The use of ventriculoperitoneal shunts for uncontrollable intracranial hypertension in patients with HIV-associated cryptococcal meningitis with or without hydrocephalus
- PMID: 25641179
- DOI: 10.5582/bst.2014.01070
The use of ventriculoperitoneal shunts for uncontrollable intracranial hypertension in patients with HIV-associated cryptococcal meningitis with or without hydrocephalus
Abstract
Extremely elevated intracranial pressure (ICP) in patients with HIV and cryptococcal meningitis is a poor prognostic predictor of death during initial therapy. The risks associated with implanting a cerebrospinal fluid (CSF) shunt into immunocompromised patients with ongoing CSF infection have historically discouraged surgeons from implanting CSF shunts in patients with HIV and cryptococcal meningitis. An unanswered question is whether ventriculoperitoneal (VP) shunts can effectively provide long-term treatment for patients with intracranial hypertension and HIV-associated cryptococcal meningitis in China. Outcomes for 9 patients with HIV-associated cryptococcal meningitis who were given VP shunts for increased ICP were retrospectively analyzed. Each patient's age, sex, clinical manifestations, CD4+ lymphocyte count, HIV viral load, neurological status, CSF features, image findings, anad other opportunistic infections were recorded for analysis.
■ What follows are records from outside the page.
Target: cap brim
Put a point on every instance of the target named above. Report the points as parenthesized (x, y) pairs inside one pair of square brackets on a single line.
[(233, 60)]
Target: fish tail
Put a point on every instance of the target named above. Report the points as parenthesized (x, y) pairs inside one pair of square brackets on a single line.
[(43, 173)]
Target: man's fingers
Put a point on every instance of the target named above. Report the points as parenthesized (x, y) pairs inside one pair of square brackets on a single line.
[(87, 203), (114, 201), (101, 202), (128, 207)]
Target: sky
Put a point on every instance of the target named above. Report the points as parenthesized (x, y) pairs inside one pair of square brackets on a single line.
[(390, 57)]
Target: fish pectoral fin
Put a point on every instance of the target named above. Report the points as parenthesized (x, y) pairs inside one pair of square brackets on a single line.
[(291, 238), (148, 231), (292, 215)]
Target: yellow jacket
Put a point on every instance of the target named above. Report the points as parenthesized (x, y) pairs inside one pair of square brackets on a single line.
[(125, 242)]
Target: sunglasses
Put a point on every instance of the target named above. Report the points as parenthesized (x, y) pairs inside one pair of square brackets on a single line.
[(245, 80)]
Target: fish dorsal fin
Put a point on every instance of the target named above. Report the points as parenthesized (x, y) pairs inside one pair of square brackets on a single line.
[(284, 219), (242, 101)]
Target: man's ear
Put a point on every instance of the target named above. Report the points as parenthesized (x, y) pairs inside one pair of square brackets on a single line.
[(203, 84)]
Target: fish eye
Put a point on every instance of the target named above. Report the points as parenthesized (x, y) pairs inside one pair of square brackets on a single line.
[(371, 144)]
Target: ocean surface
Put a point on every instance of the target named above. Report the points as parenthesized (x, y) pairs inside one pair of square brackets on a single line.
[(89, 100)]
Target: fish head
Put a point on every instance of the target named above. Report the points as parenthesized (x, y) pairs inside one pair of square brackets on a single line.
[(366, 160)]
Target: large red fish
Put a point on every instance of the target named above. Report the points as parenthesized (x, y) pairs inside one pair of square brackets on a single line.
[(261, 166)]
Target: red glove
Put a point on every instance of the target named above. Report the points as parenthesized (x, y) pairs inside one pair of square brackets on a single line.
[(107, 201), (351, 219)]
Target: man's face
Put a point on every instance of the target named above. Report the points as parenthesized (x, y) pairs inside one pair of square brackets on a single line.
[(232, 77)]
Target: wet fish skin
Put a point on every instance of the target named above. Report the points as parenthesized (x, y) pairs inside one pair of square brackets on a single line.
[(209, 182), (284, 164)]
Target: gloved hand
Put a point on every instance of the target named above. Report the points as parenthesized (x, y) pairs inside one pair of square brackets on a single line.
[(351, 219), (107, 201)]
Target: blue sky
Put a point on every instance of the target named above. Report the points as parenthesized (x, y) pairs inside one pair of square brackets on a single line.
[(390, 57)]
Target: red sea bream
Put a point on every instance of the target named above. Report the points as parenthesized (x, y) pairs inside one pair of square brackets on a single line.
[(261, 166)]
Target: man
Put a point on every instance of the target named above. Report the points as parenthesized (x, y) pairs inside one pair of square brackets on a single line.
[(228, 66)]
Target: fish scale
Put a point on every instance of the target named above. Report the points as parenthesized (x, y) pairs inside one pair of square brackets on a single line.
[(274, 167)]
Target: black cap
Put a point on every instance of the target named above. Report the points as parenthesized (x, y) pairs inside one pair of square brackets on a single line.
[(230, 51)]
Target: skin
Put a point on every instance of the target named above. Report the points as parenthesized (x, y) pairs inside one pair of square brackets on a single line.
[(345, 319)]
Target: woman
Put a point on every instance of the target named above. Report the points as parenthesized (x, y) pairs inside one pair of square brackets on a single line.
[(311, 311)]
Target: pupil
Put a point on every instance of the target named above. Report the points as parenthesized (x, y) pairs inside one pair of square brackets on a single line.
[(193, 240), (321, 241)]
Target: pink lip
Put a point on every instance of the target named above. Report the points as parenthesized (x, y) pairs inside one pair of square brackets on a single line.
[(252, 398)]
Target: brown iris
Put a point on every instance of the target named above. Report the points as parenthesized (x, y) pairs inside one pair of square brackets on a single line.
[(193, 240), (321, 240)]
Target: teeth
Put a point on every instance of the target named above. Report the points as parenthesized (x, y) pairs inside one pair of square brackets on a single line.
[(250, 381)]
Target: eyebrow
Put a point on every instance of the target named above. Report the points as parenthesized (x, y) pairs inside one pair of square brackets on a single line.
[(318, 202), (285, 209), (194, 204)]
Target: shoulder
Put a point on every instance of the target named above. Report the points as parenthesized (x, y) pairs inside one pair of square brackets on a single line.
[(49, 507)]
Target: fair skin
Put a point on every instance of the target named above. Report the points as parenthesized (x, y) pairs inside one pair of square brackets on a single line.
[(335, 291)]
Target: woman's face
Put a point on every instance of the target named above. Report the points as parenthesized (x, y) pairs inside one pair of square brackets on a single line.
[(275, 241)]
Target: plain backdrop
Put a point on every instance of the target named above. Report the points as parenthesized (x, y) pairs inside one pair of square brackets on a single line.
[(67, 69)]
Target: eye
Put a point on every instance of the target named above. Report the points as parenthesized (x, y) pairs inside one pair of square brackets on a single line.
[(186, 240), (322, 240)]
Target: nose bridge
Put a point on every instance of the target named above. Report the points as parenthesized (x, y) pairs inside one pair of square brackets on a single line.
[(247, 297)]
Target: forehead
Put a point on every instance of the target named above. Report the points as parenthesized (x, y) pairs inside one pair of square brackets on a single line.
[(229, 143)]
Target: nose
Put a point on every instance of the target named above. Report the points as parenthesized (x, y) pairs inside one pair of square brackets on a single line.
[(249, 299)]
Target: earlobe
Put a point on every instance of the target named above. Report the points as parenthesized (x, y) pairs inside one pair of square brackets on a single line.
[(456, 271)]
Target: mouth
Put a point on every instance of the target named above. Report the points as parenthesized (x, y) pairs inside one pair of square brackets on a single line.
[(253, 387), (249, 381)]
All patients had signs and symptoms of increased ICP, including headaches, nausea, and vomiting. Seven patients (77.78%) had visual loss due to persistent papilledema. The median time from diagnosis of cryptococcal meningitis to VP shunting in the 9 patients was 5 months (range 0.5-12.5 months). Seven patients (77.78%) had good outcomes, with recovery from 1 month to 48 months. Two patients had poor outcomes; one died six months after shunting due to severe adverse reactions to antiretroviral drugs, and the other died two weeks after surgery. Patients with intracranial hypertension and HIV-associated cryptococcal meningitis who cannot tolerate cessation of external lumbar CSF drainage or frequent lumbar punctures may be eligible for VP shunt placement, despite severe immunosuppression and persistent CSF cryptococcal infection.